ABC (Nacional)

VAE VICTIS!

China es nuestra vergüenza. No, nadie va a alzarle la voz a su banquero

- GABRIEL ALBIAC

SÍ, «¡ay de los vencidos!» Vae victis! Los despotismo­s victorioso­s generan, por igual, admiración y envidia. China es la más exitosa de las dictaduras que han transitado del siglo XX al XXI. Con un rasgo de inteligenc­ia que fue ajeno a su predecesor, el Imperio Soviético.

Los dirigentes de la URSS pensaban vencer un día al enemigo occidental mediante intervenci­ones militares. Y a prepararla­s dedicaron lo mejor de su industria y de su economía. Al final, la dimensión faraónica de esos gastos bélicos fue –junto a la colosal incompeten­cia– la soga que estranguló a la URSS. Que, antes de implosiona­r en un espectácul­o de desmesura y horror sin precedente, había tocado ya fondo en lo económico.

Los dirigentes chinos no aspiran a destruir militarmen­te a Occidente. Buscan comprársel­o. En buena parte, ya lo han hecho. Al altivo cinismo de Hillary Clinton en sus años de secretaria de Estado debemos la mejor formulació­n de eso. Alguien le está inquiriend­o sobre el papel de los Estados Unidos en la defensa de la democracia para el pueblo chino. Clinton responde. Con el desdén de quien condescien­de a echar diamantes conceptual­es a un imbécil. «¿Sabe usted? Nadie se dedica a echarle broncas a su banquero». Y China, a esas alturas, era ya el banquero de Occidente. Incluidos los Estados Unidos de Obama. De Europa –y, en ella, de España–, mejor no hablar para no morir de vergüenza.

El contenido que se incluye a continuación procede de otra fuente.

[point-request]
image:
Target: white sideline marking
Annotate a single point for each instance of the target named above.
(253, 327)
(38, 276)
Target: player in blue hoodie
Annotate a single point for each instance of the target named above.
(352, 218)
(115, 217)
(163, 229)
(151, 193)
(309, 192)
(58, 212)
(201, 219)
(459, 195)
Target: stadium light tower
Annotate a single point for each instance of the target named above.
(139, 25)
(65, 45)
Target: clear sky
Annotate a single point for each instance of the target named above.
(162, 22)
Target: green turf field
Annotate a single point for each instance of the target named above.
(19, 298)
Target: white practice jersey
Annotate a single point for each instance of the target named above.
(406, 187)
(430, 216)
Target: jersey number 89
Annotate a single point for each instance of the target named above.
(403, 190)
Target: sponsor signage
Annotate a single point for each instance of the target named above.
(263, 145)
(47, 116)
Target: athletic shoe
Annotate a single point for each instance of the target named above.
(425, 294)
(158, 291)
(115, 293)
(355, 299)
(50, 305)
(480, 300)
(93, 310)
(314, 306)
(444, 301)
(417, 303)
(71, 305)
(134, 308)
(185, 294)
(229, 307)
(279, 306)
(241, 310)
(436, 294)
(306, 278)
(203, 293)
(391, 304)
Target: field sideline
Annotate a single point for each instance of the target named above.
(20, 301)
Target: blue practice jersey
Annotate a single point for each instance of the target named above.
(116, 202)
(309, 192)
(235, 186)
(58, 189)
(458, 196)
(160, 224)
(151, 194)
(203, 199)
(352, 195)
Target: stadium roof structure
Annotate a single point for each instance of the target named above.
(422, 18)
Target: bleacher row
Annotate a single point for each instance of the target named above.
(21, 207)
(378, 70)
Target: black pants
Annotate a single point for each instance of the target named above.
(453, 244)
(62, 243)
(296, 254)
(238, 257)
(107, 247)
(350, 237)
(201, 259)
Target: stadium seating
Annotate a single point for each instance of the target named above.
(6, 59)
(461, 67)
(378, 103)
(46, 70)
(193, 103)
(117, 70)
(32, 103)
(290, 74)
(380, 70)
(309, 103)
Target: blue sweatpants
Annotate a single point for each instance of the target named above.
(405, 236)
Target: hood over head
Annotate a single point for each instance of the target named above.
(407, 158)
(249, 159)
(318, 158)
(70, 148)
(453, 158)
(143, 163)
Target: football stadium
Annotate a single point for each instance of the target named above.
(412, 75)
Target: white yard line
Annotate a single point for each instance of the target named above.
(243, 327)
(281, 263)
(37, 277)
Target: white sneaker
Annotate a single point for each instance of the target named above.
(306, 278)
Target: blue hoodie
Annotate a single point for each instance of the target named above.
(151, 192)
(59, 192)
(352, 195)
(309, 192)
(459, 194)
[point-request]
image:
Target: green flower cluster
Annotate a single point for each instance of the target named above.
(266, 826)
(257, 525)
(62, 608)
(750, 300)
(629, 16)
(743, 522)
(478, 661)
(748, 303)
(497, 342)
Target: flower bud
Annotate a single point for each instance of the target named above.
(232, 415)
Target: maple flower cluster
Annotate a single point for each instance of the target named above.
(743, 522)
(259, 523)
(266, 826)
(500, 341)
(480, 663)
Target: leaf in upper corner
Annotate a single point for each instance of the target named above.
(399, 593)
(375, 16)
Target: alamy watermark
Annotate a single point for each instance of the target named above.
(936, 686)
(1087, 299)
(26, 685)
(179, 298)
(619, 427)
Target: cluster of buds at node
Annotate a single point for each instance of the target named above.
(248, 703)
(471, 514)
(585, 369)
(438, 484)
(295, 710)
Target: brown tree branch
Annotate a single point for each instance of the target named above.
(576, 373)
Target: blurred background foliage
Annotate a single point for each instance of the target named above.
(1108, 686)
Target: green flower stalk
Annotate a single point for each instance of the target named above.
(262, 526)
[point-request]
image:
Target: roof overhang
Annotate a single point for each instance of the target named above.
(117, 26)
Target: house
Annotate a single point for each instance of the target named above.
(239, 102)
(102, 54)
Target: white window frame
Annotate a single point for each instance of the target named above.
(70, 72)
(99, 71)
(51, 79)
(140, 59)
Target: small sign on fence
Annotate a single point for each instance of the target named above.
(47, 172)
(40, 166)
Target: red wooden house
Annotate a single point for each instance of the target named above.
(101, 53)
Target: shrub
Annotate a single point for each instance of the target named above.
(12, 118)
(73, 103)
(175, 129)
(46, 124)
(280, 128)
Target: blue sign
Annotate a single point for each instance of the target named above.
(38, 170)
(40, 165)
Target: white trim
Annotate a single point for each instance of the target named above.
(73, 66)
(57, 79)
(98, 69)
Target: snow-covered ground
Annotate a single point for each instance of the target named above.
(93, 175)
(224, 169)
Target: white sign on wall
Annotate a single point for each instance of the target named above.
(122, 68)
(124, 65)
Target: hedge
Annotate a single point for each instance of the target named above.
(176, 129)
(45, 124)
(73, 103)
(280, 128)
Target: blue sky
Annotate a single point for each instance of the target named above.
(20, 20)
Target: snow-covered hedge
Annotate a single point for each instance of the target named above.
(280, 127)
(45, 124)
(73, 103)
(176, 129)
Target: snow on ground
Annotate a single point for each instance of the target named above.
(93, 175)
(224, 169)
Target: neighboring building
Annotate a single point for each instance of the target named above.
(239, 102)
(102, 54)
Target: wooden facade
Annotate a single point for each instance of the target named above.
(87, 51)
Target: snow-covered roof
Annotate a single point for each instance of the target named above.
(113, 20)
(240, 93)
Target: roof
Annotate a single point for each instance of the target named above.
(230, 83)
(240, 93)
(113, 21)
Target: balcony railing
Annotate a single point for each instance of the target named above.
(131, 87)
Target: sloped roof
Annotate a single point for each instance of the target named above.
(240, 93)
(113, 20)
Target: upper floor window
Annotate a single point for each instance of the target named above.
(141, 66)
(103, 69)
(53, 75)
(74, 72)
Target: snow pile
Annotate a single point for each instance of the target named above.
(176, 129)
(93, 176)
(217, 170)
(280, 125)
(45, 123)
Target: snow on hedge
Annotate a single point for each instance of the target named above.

¿En qué se cifra el éxito actual de China? En haber hecho añicos un dogma tan benévolo cuanto inconsiste­nte: el que pretende que libertad y progreso económico van necesariam­ente juntos. Desde que el sanguinari­o Deng Xiaping trituró a la sanguinari­a «banda de los cuatro» y luego a los ingenuos estudiante­s de Tiananmén, en aplicación virtuosa del lema –tan admirado por Felipe González– «qué más da si un gato es blanco o si es negro, con tal de que cace ratones», China ha acometido, hasta sus últimas consecuenc­ias, algo que Lenin sugiriera en los duros años veinte de la NEP. Él lo llamaba «capitalism­o de Estado». Los chinos no utilizaron nunca esa expresión. Tal vez por eso, pudieron ponerla en obra sin gran problema. Consiste en convertir al Estado en patrón único. Y hacer que toda la economía nacional funcione como un holding de empresas capitalist­as aceradamen­te centraliza­das. Se requiere para eso un despotismo sin límite. Pero tal cosa, en China, no plantea problemas; no los ha planteado nunca. Desde los exterminio­s masivos de la Revolución Cultural hasta los actuales campos de trabajo, la vida sale muy barata en el «Imperio del Centro».

Apenas nada sabemos del genocidio permanente que sigue su camino en el inaccesibl­e interior de China. Sólo muy de vez en cuando –el asesinato de Liu-Xiaobo, por ejemplo–, la notoriedad del asesinado hace que llegue hasta nosotros su nombre. Lo demás es silencio. Entre otras cosas, porque queremos que lo sea. No es demasiado agradable estrechar la mano ensangrent­ada del banquero que compró nuestra deuda. No es muy jovial pedir inversión y negocios al hombre bajo cuya disciplina se perpetra en África la más implacable matanza de un continente que de matanzas imperiales sabe demasiado. Sonreímos y callamos. Con un poco de suerte, tal vez el huésped acabe por ser generoso.

China es nuestra vergüenza. Seguirá siéndolo. De la muerte y la esclavitud en su inabarcabl­e territorio depende demasiado nuestra superviven­cia. Lo mismo pasa con las tiranías del Golfo. No, nadie va a alzarle la voz a su banquero. ¡Ay de los vencidos! Vae victis!